Wien/Jerusalem. Solch ein Begräbnis, eine Mischung aus einem Staatsakt und einem Stelldichein von Führern aus aller Welt, bei dem zwei US-Präsidenten ein Loblied auf den letzten Gründervater singen, wird Israel gewiss nicht mehr erleben. Die Sonne hatte den Herzlberg in ein mildes Spätsommerlicht getaucht, und überall auf dem Hügel oberhalb Jerusalems erstrahlte überlebensgroß das Konterfei von Schimon Peres in allen Phasen seines beinahe ein Jahrhundert umspannenden Daseins. Trotzdem, so offenbarte Sohn Yoni mit einer Pointe jüdischen Humors, sollte auf Wunsch seines im Alter von 93 Jahren verstorbenen Vater das Diktum auf dem Grabstein prangen: „Zu früh gegangen“.
Ein Geheimnis wollte der Friedensnobelpreisträger, ein „political animal“ bis zum letzten Atemzug und als solcher nicht frei von Eitelkeit, indes nicht mit ins Grab nehmen. Am Morgen der Beisetzung erschien die „Jerusalem Post“ deshalb mit der Enthüllung, Peres habe als Präsident seinen Premier Benjamin Netanjahu von einem Nuklearschlag gegen den Iran abgehalten. Ein letzter Coup.

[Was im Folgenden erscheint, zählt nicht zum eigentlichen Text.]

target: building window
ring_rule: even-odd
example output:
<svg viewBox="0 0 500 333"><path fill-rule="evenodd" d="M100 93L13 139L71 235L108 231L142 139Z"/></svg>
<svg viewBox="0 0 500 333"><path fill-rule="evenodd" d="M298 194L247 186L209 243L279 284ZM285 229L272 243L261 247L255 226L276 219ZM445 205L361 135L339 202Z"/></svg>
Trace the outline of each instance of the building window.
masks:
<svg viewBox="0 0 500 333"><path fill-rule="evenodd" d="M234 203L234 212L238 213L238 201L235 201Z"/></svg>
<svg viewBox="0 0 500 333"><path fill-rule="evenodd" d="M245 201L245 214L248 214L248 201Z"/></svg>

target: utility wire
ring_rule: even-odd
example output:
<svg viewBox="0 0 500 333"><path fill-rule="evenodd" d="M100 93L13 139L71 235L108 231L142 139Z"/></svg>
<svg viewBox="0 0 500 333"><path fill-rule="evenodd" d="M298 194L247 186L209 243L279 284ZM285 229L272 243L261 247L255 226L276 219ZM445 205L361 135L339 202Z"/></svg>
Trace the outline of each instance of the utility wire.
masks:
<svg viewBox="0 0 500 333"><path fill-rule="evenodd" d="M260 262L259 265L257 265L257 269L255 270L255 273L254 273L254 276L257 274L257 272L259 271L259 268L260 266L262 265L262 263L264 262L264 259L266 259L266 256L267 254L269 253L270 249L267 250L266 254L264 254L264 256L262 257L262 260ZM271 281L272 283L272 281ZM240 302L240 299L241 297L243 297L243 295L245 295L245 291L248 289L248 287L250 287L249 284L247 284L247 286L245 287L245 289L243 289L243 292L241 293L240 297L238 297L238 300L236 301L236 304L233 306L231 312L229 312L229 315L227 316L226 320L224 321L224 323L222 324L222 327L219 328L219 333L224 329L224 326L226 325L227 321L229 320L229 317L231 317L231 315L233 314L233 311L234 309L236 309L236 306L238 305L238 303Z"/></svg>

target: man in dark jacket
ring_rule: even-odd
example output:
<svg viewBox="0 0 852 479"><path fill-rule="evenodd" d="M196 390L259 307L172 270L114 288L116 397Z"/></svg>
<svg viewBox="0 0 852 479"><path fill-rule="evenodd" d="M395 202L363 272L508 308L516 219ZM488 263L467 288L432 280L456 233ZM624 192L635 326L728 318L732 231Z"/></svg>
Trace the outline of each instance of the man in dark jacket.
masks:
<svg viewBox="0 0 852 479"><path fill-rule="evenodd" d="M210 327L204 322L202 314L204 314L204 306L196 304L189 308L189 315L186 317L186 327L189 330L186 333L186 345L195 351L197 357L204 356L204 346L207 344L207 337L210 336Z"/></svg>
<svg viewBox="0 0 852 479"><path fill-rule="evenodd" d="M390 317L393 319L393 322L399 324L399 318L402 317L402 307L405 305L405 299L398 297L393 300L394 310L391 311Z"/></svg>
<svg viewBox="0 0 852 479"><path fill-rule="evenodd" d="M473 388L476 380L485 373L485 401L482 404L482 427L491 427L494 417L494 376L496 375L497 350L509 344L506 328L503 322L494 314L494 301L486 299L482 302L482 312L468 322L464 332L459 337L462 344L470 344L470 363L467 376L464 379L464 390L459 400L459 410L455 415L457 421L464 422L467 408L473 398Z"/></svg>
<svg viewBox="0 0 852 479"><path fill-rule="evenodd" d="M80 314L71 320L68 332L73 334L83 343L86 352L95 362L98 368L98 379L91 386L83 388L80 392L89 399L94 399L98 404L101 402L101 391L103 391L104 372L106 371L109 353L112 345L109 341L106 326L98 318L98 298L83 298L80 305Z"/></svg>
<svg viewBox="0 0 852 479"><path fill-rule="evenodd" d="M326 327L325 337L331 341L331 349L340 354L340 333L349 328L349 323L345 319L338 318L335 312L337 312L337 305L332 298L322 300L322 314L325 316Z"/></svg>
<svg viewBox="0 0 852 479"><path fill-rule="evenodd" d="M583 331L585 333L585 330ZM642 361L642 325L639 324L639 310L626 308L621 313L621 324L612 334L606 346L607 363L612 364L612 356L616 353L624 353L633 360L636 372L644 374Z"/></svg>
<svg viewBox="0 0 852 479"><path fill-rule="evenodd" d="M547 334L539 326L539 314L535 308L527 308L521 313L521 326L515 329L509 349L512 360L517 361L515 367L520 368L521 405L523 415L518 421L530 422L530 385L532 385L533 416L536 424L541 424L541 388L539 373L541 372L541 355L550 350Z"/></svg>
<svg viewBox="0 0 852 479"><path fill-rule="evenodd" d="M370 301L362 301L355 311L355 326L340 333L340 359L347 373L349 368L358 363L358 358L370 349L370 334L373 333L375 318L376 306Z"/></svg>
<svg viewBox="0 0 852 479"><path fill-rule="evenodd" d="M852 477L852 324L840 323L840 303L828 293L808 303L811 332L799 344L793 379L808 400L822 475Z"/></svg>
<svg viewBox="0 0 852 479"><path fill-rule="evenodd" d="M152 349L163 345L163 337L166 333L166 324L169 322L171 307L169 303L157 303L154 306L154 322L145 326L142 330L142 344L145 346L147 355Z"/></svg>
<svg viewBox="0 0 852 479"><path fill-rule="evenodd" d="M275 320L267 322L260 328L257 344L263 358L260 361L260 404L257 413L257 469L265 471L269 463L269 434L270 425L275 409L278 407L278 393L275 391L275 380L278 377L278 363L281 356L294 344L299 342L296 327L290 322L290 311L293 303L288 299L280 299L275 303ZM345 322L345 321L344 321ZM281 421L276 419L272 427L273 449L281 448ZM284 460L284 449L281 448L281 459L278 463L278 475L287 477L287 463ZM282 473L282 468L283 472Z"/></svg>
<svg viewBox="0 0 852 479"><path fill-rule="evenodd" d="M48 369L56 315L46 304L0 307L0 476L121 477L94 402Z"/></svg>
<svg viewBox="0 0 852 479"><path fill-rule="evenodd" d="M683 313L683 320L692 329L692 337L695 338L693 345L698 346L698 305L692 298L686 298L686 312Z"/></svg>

In seiner Würdigung des Staatsmanns Peres brachte „Bibi“ Netanjahu die Differenzen mit seinem langjährigen Rivalen auf den Punkt: „Bibi, Frieden ist die beste Sicherheit“, so lautete das Credo von Peres. Netanjahus Replik: „Ohne Sicherheit kann es keinen Frieden geben.“ Die beiden Pole bestimmen die Gegenwart Israels.
Ein Zweifamilienhaus
Den Faden des Nahostkonflikts nahmen, von einem von Tränen geschüttelten Bill Clinton bis zum gewohnt pastoralen Barack Obama, alle Nachredner auf. Sein Lebenswerk sei unvollendet geblieben, sagte Obama über Peres mit kritischem Unterton. Am authentischsten brachte es aber ein Großschriftsteller zum Ausdruck, der Peres aus nächtlichen Gesprächen als Freund kannte. „Wo sind die Erben von Schimon Peres?“, fragte Amos Oz die 4000-köpfige Trauergemeinde in seinem flammenden Plädoyer.
Frieden sei möglich, ja, zwingend notwendig, appellierte Oz. „Wohin sollten wir denn gehen? Wir haben keine andere Wahl, als dieses Haus in zwei Wohnungen zu teilen – in ein Heim mit zwei Familien. Im tiefsten Inneren wissen wir um diese simple Wahrheit.“ Auf arabischer Seite fehlte derweil die Prominenz: Jordaniens König und Ägyptens Präsident ließen sich vertreten. Nur Palästinenser-Präsident Mahmud Abbas trotzte der internen Kritik, um seinem Partner und Freund die letzte Ehre zu erweisen.
Während die Staatsgäste die Gelegenheit zum politischen Small Talk nutzten, während Nationalratspräsidentin Doris Bures Obama mit verklärtem Blick die Hand schüttelte, während Sebastian Kurz mit Viktor Orbán, Boris Johnson oder Justin Trudeau plauderte, ging am Herzlberg in einer privaten Zeremonie unter traditionellen jüdischen Ritualen und dem Trauergebiet Kaddisch die Bestattung vonstatten. Militärs schaufelten Sandsäcke auf den Sarg, und die Ironie wollte es, dass Peres zwischen zwei Rivalen seine letzte Ruhe fand: zwischen seinem Parteifreund Jitzhak Rabin und Jitzhak Schamir, einem langjährigen politischen Gegner.